Некоторые умирали. Я сидела рядом с одним таким воином до тех пор, пока он не испустил дух. Парень лежал голый в луже собственной крови. Его постель была пропитана ею, по земле, постепенно увеличиваясь, тоже растекалось пятно. Я протянула руку, чтобы помочь переступить последнюю черту. Человек не должен быть одинок перед мраком смерти. Кровь и грязь ничуть не умаляли его красоты, и мне казалась невероятной мысль о том, что это тело, столь совершенное и могучее, скоро превратится в безжизненный и хладный труп. Я помню его лихорадочный взгляд, а потом бледность, стремительно растекавшуюся по его лицу и конечностям. Прежде чем испустить дух, он вдруг на мгновение обрел ясность сознания и пристально посмотрел на меня.
— Кто ты? — пробормотал раненый.
— Я буду, кем ты хочешь, мальчик: твоей матерью, сестрой, невестой…
— Тогда, — ответил он, — дай мне пить. — И замер, уставившись в небо мутными, неподвижными глазами.
15
Наше продвижение превратилось в сплошную муку. Приходилось идти плотным строем, в доспехах — с восхода солнца и долго после заката.

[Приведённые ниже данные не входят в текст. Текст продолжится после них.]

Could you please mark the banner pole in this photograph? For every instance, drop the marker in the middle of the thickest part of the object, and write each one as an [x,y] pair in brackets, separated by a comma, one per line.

Продолжать путь налегке означало верную смерть. Конница Тиссаферна атаковала нас набегами постоянно, обстреливая из луков и пращей, чтобы обессилить воинов, а когда те пытались отвечать, отступала, но не далеко — лишь настолько, чтобы оставаться вне пределов досягаемости наших стрел. Всадники постоянно сменяли друг друга в этих стычках, а посему нам казались неутомимыми. Лишь с наступлением темноты мы получали некоторое облегчение, потому что персы боялись нас и разбивали лагерь на почтительном отдалении, дабы не оказаться застигнутыми врасплох ночью.
Однажды вечером Ксен пригласил военачальников на совет: у него появилась идея, которую он хотел изложить. Софос, Ксантикл, Тимасий, Агасий и Клеанор один за другим явились в нашу палатку; я подавала пальмовое вино, разбавленное водой. Ксен замыслил гениальный план.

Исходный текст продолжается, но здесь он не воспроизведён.